Nigeria, WHO tracks progress on water, sanitation SDGs

Nigerian Government through the Federal Ministry of Water Resources is partnering with the World Health Organisation and other stakeholders to track progress made to improve access to water and sanitation services in line with the Sustainable Development Goals.

At the Global Analysis and Assessment of Sanitation and Drinking-Water (GLAAS) Report Validation meeting in Abuja, Director, Water Quality Control and Sanitation with the Ministry, Mr Emmanuel Awe, said the event was an avenue for stakeholders’ consultation and representation for effective governance in scaling up water and sanitation services.

According to him, the GLAAS is a UN-Water Initiative implemented by the WHO, responds to information needs to address gaps on the use of sanitation and drinking water services.

“ GLAAS is in the Water, Sanitation and Hygiene (WASH) sector on governance, monitoring, finance, and human resources, it will help us to know where we are as a country.

“An example is in the human resources; do we have enough human resources? do we even plan for human resources in the WASH Sector? we will be able to know by the time we fill the survey from’’.

Awe, represented by Mrs Elizabeth Ugoh, Deputy Director with the ministry, said already in 2022, some gaps have been noticed in human resources required for the WASH sector to deliver services effectively.

The director said planning had already begun to see how to close these gaps towards meeting the needed parameters for meeting the water and sanitation SDGs.

He said data gathered had seen gaps in urban sanitation services, saying having the right policy in place would go a long way in reversing these trend.
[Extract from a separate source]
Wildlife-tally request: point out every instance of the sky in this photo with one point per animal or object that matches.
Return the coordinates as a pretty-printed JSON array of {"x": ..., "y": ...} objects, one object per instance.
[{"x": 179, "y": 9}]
“GLAAS is beneficial to help us see how we are progressing in the SDGs 6 on WASH as a country, we are able to see gaps.

“In the area of urban sanitation, we have seen that we need to do a lot of work to have policy right in place work with it effectively.

“The policy is there but still under-developed, this will also help us to know that we need to do more in those areas by putting things in place to achieve the SDGs six’’.

Awe expressed optimism that Nigeria would meet the SDG target on water and sanitation, following the President’s declaration of a state of emergency in the sector.

He added that with activities from the `Clean Nigeria, Use the Toilet Campaign’, more local government areas were now recording open defecation-free status, calling for stakeholders’ efforts to sustain progress.

In Nigeria, WHO has facilitated the review of Nigeria Water Quality Standards, WASH Guidelines for Health Facilities, water quality related Operating Guidelines of the National Environmental Sanitation Policy, and trainings on IPC/WASH protocols against Covid-19. 

The WHO Nigeria Country Representative Dr Walter Mulombo, represented by National Consultant, Public Health & Environment, Dr Edwin Isotu-Edeh, said the importance of the UN-GLASS report as an important strategic document provides overall assessment of WASH systems in Nigeria.

According to him, this covers areas of governance, monitoring, human resources and finance.

He added that understanding bottlenecks and enablers of WASH system in COVID-19 era as revealed by the assessment, is key to accelerating the actualization of both SDG 6 and addressing determinants of health in Nigeria.

According to the WHO, water safety and quality are fundamental to human development and well-being, with providing access to safe water is one of the most effective instruments in promoting health and reducing poverty.

With the SDGs, GLAAS continue to provide information on investments and the enabling environment with a specific focus on monitoring Targets 6a and 6b.

It targets call to expand international cooperation and capacity-building support to developing countries in water- and sanitation-related activities and programmes.

It also calls for support and strengthening the participation of local communities in improving water and sanitation management.

The latest GLAAS report, published in 2019, builds on the GLAAS 2017 report, where finance continues to be a major theme of the report.

It is hoped that at the end of the meeting, the validated report will put in place an existing framework for addressing identified gaps.